Current Research: AI Moral Alignment
My doctoral research, which examined how large language models interact with moral domains such as moral judgment, moral machine, moral foundations, practical wisdom, moral identity, and ethical decision-making, is one of the most comprehensive studies for AI ethics. I examined how large language models (LLMs) process moral information compared to human data. The studies found both convergences and critical divergences that inform AI development in moral domains. This work fills a critical gap: as AI systems make more consequential decisions that affect human life, from healthcare algorithms to self-driving cars, understanding their moral values is critical for ensuring AI safety and alignment with human values.
Key Research Contributions
My research focuses on four interconnected areas: (1) developing novel methodologies for systematically evaluating AI moral performance in moral domains using psychological instruments; (2) conducting comparative analyses of human and AI moral psychology patterns; (3) generating practical insights for AI design through real-world moral dilemma scenarios; and (4) pioneering replicable methods for studying AI behavior using established psychological research paradigms.
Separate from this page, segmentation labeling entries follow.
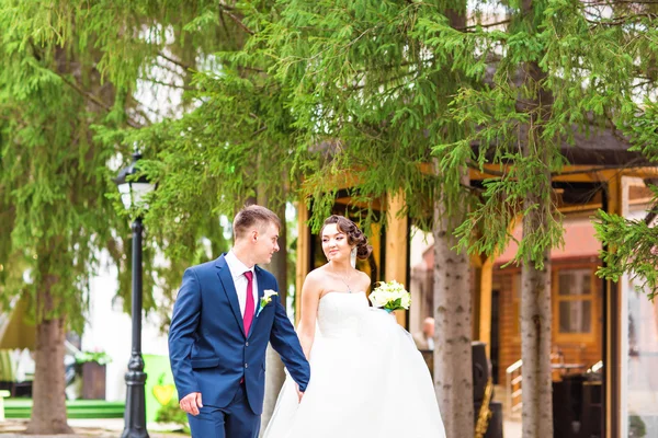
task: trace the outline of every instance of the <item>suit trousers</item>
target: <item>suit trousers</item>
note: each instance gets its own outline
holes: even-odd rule
[[[257,438],[260,431],[260,415],[256,415],[249,407],[245,383],[240,383],[227,406],[204,404],[198,410],[198,415],[188,414],[188,419],[192,438]]]

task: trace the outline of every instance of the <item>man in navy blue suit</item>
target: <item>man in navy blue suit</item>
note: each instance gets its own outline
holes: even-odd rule
[[[235,245],[190,267],[173,307],[169,358],[180,406],[194,438],[256,438],[260,429],[268,343],[298,385],[310,368],[279,299],[274,276],[257,266],[279,251],[281,222],[260,206],[234,220]]]

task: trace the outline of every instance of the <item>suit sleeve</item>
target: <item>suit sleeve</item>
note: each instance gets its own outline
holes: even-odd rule
[[[201,316],[201,288],[193,269],[183,274],[183,283],[173,304],[169,327],[169,360],[179,401],[192,392],[201,392],[192,372],[190,357]]]
[[[274,290],[279,291],[276,287]],[[299,385],[299,391],[306,391],[310,380],[310,366],[304,356],[297,333],[288,320],[281,300],[276,300],[274,323],[270,333],[270,344],[281,356],[293,380]]]

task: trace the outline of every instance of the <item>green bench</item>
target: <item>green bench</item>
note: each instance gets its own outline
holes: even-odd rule
[[[32,393],[32,380],[19,381],[16,377],[16,362],[11,349],[0,349],[0,390],[8,390],[9,396],[16,396],[16,390],[26,388]]]
[[[9,391],[0,391],[0,422],[4,422],[4,399],[9,396]]]

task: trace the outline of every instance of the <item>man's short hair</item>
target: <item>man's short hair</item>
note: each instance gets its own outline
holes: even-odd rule
[[[281,229],[281,220],[273,211],[256,204],[245,207],[234,219],[234,238],[240,239],[253,227],[262,229],[269,223],[274,223]]]

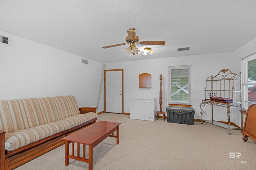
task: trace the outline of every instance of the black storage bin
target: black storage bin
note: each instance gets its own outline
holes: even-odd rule
[[[168,106],[167,122],[194,125],[195,110],[192,107]]]

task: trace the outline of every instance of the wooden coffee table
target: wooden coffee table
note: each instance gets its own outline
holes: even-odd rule
[[[92,169],[93,148],[108,136],[116,138],[116,144],[119,144],[119,125],[116,122],[99,121],[78,132],[67,136],[62,139],[65,141],[65,166],[68,165],[71,158],[89,163],[89,169]],[[114,132],[116,130],[116,135]],[[72,143],[72,154],[69,154],[69,143]],[[74,143],[77,143],[77,155],[74,155]],[[83,144],[83,157],[80,156],[80,144]],[[85,158],[85,145],[89,145],[89,159]]]

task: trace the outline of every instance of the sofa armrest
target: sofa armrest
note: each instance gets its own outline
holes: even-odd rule
[[[5,133],[4,130],[0,130],[0,170],[4,170]]]
[[[83,107],[79,108],[79,111],[81,114],[86,113],[89,112],[96,113],[96,109],[98,108],[96,107]]]

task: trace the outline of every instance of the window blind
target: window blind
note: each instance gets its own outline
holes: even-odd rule
[[[243,73],[243,109],[256,104],[256,54],[242,60]]]

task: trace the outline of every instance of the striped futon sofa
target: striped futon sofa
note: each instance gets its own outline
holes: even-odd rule
[[[72,96],[0,101],[0,170],[63,144],[62,138],[96,122],[97,116],[80,114]]]

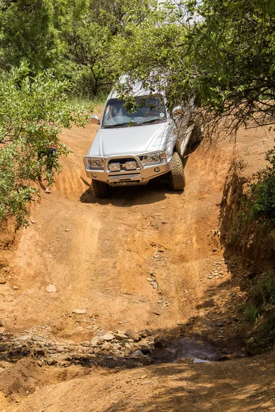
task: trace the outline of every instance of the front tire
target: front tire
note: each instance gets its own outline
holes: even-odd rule
[[[107,183],[93,179],[92,184],[96,197],[100,199],[109,197],[109,185]]]
[[[169,172],[170,187],[173,190],[183,190],[185,187],[184,165],[179,153],[173,155],[173,168]]]

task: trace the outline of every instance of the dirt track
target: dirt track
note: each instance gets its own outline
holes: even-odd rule
[[[242,345],[236,339],[234,325],[221,331],[215,324],[230,308],[230,301],[226,299],[232,294],[231,274],[214,236],[224,181],[234,154],[232,145],[223,143],[211,150],[201,146],[191,152],[185,168],[187,185],[183,194],[171,192],[160,181],[118,189],[109,199],[99,201],[89,189],[82,161],[96,129],[90,126],[66,131],[63,140],[74,153],[64,160],[63,172],[57,177],[52,194],[41,192],[40,205],[32,215],[30,226],[22,229],[18,244],[5,252],[10,277],[6,284],[0,285],[5,330],[77,344],[91,340],[98,328],[105,331],[149,329],[153,334],[175,340],[182,336],[180,328],[184,326],[184,333],[188,330],[214,341],[220,347],[226,343],[231,352],[236,351],[239,356]],[[213,270],[219,271],[217,275],[211,275]],[[49,285],[54,286],[56,291],[48,293]],[[214,307],[214,315],[210,307]],[[85,313],[76,314],[75,310]],[[205,367],[196,367],[201,376]],[[33,367],[34,370],[37,367]],[[165,374],[184,376],[186,367],[177,366],[177,371],[170,372],[168,368]],[[226,373],[223,367],[217,368]],[[160,376],[162,370],[157,369]],[[36,372],[35,369],[34,374],[41,373]],[[78,370],[76,374],[86,373]],[[106,372],[102,374],[98,385],[106,386]],[[213,372],[212,379],[215,376],[218,371]],[[54,376],[45,382],[62,380]],[[126,387],[129,378],[123,376]],[[69,374],[64,379],[70,379]],[[110,385],[118,387],[113,381],[112,377]],[[68,385],[74,387],[74,382]],[[92,381],[90,385],[94,385]],[[99,392],[108,391],[105,386]],[[210,387],[211,383],[206,387]],[[179,403],[174,406],[172,401],[162,407],[156,401],[156,406],[145,407],[138,402],[124,406],[122,402],[116,408],[110,406],[116,404],[111,396],[104,403],[99,395],[91,409],[88,408],[88,400],[81,407],[69,409],[72,400],[67,404],[57,400],[59,396],[67,397],[65,393],[73,390],[69,387],[56,389],[60,391],[55,395],[56,402],[49,407],[41,409],[45,396],[50,397],[56,388],[43,389],[34,409],[31,409],[32,400],[18,411],[153,411],[157,404],[159,411],[184,411],[187,409],[182,407],[190,407],[194,411],[252,410],[249,404],[243,409],[240,404],[225,409],[222,402],[215,409],[210,400],[207,407],[206,404],[196,409],[195,401],[184,404],[184,400],[182,404],[177,400]],[[125,391],[125,396],[130,396]],[[193,391],[190,387],[189,392]],[[140,400],[140,393],[139,396]],[[270,409],[271,404],[265,409],[256,409],[258,405],[261,402],[254,410],[275,410]]]

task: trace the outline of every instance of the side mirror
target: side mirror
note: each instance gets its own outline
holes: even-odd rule
[[[91,116],[90,123],[91,124],[100,124],[100,122],[99,121],[98,117],[96,115]]]
[[[181,116],[183,114],[182,106],[176,106],[172,111],[172,117]]]

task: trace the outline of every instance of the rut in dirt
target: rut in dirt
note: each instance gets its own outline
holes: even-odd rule
[[[63,141],[74,153],[52,194],[42,194],[14,253],[7,253],[10,277],[0,310],[7,332],[31,343],[19,344],[14,358],[20,347],[53,364],[81,363],[85,355],[116,363],[108,356],[131,357],[135,349],[145,363],[243,356],[236,323],[223,321],[232,305],[231,273],[213,235],[230,146],[190,152],[184,192],[156,181],[99,201],[82,166],[94,133],[94,126],[66,132]],[[131,338],[96,350],[91,344],[109,332],[146,330],[153,343],[146,342],[145,353]],[[155,347],[159,338],[163,347]],[[79,359],[65,360],[58,354],[65,355],[66,347]]]

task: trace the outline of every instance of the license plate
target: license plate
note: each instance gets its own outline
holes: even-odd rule
[[[133,181],[133,182],[114,182],[114,185],[116,186],[129,186],[131,185],[138,185],[140,183],[139,181]]]

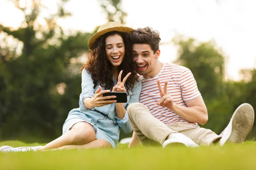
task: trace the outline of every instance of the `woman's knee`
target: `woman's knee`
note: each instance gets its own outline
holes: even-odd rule
[[[83,144],[94,141],[96,138],[96,134],[93,127],[80,126],[72,129],[73,135],[72,144]]]
[[[112,146],[108,141],[101,139],[97,139],[97,140],[98,142],[101,144],[102,146],[100,147],[103,148],[112,148]]]

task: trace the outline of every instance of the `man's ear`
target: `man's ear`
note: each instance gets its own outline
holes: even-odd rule
[[[158,49],[157,50],[157,52],[156,52],[156,53],[155,54],[155,58],[156,59],[158,59],[158,58],[159,57],[159,56],[160,56],[160,49]]]

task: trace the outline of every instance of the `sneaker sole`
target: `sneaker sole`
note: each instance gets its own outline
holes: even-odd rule
[[[233,119],[232,130],[227,142],[241,143],[244,141],[253,125],[253,108],[248,103],[243,103],[236,109],[231,119]]]
[[[10,148],[11,147],[12,147],[9,146],[1,146],[1,147],[0,147],[0,152],[2,152],[2,150],[3,150],[5,149]]]

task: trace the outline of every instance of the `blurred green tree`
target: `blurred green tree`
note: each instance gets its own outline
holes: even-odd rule
[[[79,107],[79,61],[92,34],[64,33],[58,26],[58,19],[70,14],[64,8],[67,0],[58,1],[57,12],[44,18],[41,1],[22,7],[19,0],[12,1],[24,20],[16,30],[0,25],[5,37],[0,48],[0,136],[49,141],[61,134],[68,112]],[[9,44],[10,39],[16,44]]]
[[[122,9],[122,0],[98,0],[103,11],[107,14],[108,22],[116,21],[125,23],[127,13]]]

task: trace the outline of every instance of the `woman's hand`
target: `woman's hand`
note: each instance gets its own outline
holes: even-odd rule
[[[111,96],[103,97],[103,94],[108,93],[110,91],[106,90],[101,91],[101,89],[102,88],[100,85],[99,86],[99,88],[95,91],[93,98],[87,97],[84,99],[84,104],[87,108],[90,109],[95,107],[101,107],[116,102],[116,100],[106,100],[108,99],[115,99],[116,96]]]
[[[117,82],[117,83],[116,85],[115,86],[113,87],[112,88],[112,92],[125,92],[126,91],[126,89],[125,89],[125,87],[124,85],[125,83],[125,81],[127,79],[127,78],[131,75],[131,73],[129,73],[127,74],[126,76],[123,79],[122,82],[121,81],[121,77],[122,76],[122,70],[121,70],[119,73],[119,75],[118,75],[118,81]]]

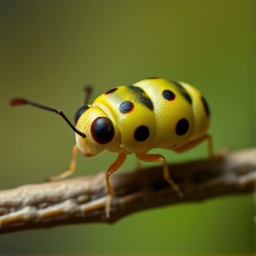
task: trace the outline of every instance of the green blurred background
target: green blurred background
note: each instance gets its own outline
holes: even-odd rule
[[[66,170],[74,144],[61,118],[11,108],[10,99],[27,97],[73,120],[87,83],[93,98],[147,77],[191,83],[210,105],[215,149],[252,147],[254,11],[252,0],[1,0],[0,188],[41,183]],[[177,162],[205,157],[206,148],[154,151]],[[80,154],[75,176],[105,171],[115,158]],[[134,164],[128,157],[121,171]],[[0,237],[0,253],[249,255],[252,215],[250,195],[228,196],[138,213],[112,225],[9,234]]]

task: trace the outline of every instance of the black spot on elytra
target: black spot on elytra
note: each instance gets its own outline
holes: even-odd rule
[[[207,102],[206,100],[206,99],[204,98],[203,96],[201,96],[201,100],[202,100],[202,102],[203,102],[203,107],[205,109],[205,111],[206,111],[206,114],[208,117],[210,116],[210,109],[209,109],[209,107],[207,104]]]
[[[162,96],[164,99],[170,101],[174,100],[175,99],[175,94],[169,90],[165,90],[164,91],[163,91]]]
[[[119,106],[119,111],[122,114],[126,114],[132,110],[134,107],[134,104],[129,100],[124,101]]]
[[[107,92],[106,92],[105,94],[110,94],[110,93],[114,92],[116,91],[117,90],[117,88],[110,89],[110,90],[109,90]]]
[[[189,122],[185,119],[182,118],[177,122],[175,128],[175,131],[177,135],[184,135],[187,133],[189,129]]]
[[[143,89],[134,85],[129,85],[127,86],[127,88],[132,90],[132,92],[134,93],[134,99],[136,101],[142,104],[149,110],[153,111],[154,106],[152,101]]]
[[[145,125],[141,125],[134,132],[134,139],[137,142],[144,142],[149,137],[149,129]]]
[[[176,81],[171,81],[172,83],[177,86],[177,89],[181,93],[182,96],[186,99],[186,100],[190,104],[192,104],[192,98],[189,95],[188,92],[181,85],[179,82]]]

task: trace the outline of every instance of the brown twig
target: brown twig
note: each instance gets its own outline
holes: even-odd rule
[[[110,218],[105,216],[107,197],[105,174],[58,182],[25,185],[0,191],[0,233],[56,225],[105,222],[113,223],[134,212],[213,196],[252,193],[255,186],[256,150],[169,165],[181,187],[180,198],[163,178],[162,167],[116,173]]]

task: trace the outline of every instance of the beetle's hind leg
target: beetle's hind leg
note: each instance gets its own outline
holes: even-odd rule
[[[63,172],[61,174],[53,176],[53,177],[48,177],[46,178],[47,181],[57,181],[62,178],[64,178],[65,177],[68,177],[73,174],[74,171],[75,171],[76,167],[76,154],[78,152],[78,146],[77,145],[74,145],[72,149],[72,157],[71,157],[71,162],[70,162],[70,169],[68,171],[65,171]]]
[[[161,162],[163,164],[164,179],[171,184],[171,187],[178,193],[179,196],[183,196],[183,193],[181,191],[179,186],[170,177],[168,165],[165,158],[162,155],[157,154],[136,154],[136,156],[139,159],[146,162]]]

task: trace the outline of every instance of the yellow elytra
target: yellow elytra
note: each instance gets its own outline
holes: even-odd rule
[[[200,92],[185,82],[151,78],[133,85],[111,89],[98,97],[92,105],[86,102],[78,110],[75,127],[60,110],[23,99],[11,102],[13,105],[21,104],[55,112],[76,133],[70,169],[50,180],[58,180],[74,172],[78,148],[88,157],[105,149],[118,153],[117,160],[106,172],[109,191],[107,217],[110,216],[114,193],[109,178],[122,165],[127,154],[134,153],[144,161],[161,162],[164,178],[180,196],[182,193],[169,176],[164,157],[148,152],[155,148],[182,152],[207,140],[209,154],[213,156],[211,137],[207,134],[209,108]]]

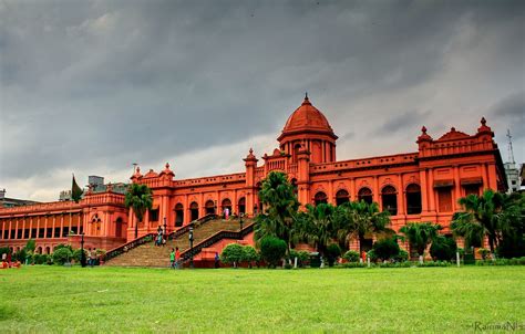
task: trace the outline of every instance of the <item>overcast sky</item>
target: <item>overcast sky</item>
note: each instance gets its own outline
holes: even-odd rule
[[[338,159],[485,116],[523,163],[525,2],[0,0],[0,188],[47,201],[133,163],[243,171],[306,91]]]

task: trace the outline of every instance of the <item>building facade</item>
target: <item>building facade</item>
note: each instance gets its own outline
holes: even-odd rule
[[[23,247],[28,238],[35,238],[37,246],[45,248],[62,242],[76,244],[79,236],[65,238],[75,228],[74,233],[85,233],[87,246],[109,249],[133,240],[135,225],[138,236],[144,236],[164,223],[169,232],[226,208],[255,216],[264,209],[258,199],[261,181],[274,170],[288,175],[301,205],[374,201],[381,210],[390,211],[394,230],[409,221],[433,221],[447,233],[452,215],[460,209],[459,198],[487,188],[507,189],[493,138],[485,118],[473,135],[452,127],[434,139],[423,126],[414,152],[337,160],[338,137],[306,96],[286,122],[278,147],[260,158],[249,149],[240,173],[176,179],[169,164],[144,175],[136,168],[131,180],[147,185],[154,197],[152,210],[141,222],[124,208],[124,196],[110,187],[101,194],[87,191],[79,203],[0,209],[0,246]]]

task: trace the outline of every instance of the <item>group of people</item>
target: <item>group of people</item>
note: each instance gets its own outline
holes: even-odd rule
[[[91,248],[87,250],[87,265],[93,267],[96,264],[96,248]]]
[[[178,247],[175,249],[172,248],[172,252],[169,253],[169,267],[173,269],[181,268],[181,251],[178,250]]]
[[[155,246],[156,247],[166,246],[166,238],[164,238],[164,230],[162,227],[157,228],[157,237],[155,238]]]
[[[0,265],[0,269],[8,269],[8,268],[20,268],[22,263],[17,260],[12,261],[12,255],[11,253],[3,253],[2,254],[2,263]]]

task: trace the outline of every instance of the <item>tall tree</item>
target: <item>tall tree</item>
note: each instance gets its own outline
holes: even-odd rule
[[[262,217],[256,219],[256,242],[260,242],[265,236],[272,234],[286,241],[289,253],[297,234],[294,221],[299,209],[299,201],[286,174],[270,171],[262,181],[259,199],[265,206],[265,212],[260,215]]]
[[[455,236],[465,238],[469,246],[481,246],[486,236],[491,253],[502,241],[502,233],[508,230],[512,221],[509,212],[514,206],[503,194],[492,189],[483,191],[482,196],[469,195],[462,197],[457,202],[463,211],[454,213],[451,229]]]
[[[138,237],[138,222],[143,220],[146,210],[153,206],[152,189],[146,185],[132,184],[127,188],[124,205],[132,208],[137,222],[135,223],[135,239]]]
[[[437,237],[442,227],[432,222],[409,222],[399,231],[409,239],[410,248],[414,249],[422,260],[426,247]]]
[[[349,240],[358,238],[360,252],[363,250],[368,234],[393,234],[389,225],[390,213],[388,211],[381,212],[375,202],[350,201],[339,206],[336,211],[338,239],[348,244]]]
[[[337,237],[333,212],[334,207],[329,203],[307,205],[307,211],[299,213],[300,218],[296,222],[300,240],[316,247],[323,255]]]

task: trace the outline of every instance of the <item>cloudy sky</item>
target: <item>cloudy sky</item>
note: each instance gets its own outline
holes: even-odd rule
[[[0,188],[243,171],[308,91],[338,159],[416,150],[485,116],[525,159],[523,1],[0,0]]]

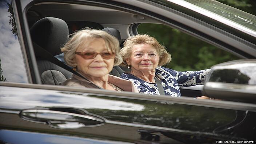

Future Research Directions
I am working on several interconnected projects, including multi-modal moral assessment beyond text-based scenarios, visual moral dilemmas and real-life dilemmas, moral foundation analysis to better understand AI decision-making frameworks, longitudinal tracking of AI moral capabilities across model versions, and AI for school safety.
Broader Impact
This research program establishes empirical foundations for AI safety while also adding to our understanding of moral psychology. My interdisciplinary approach encourages collaboration across psychology, education, computer science, philosophy, and policy studies. I'm actively forming collaborations with AI developers, education specialists, ethicists, and policymakers to ensure that research findings lead to practical improvements in AI system design and governance.
My long-term research goals include establishing a comprehensive research program that systematically maps the landscape of AI moral capabilities and develops evidence-based approaches to improving AI alignment with human values, as well as AI's role in higher education. Through this research program, I hope to ensure that as AI systems improve, they remain consistent with human moral values and contribute positively to human flourishing and education.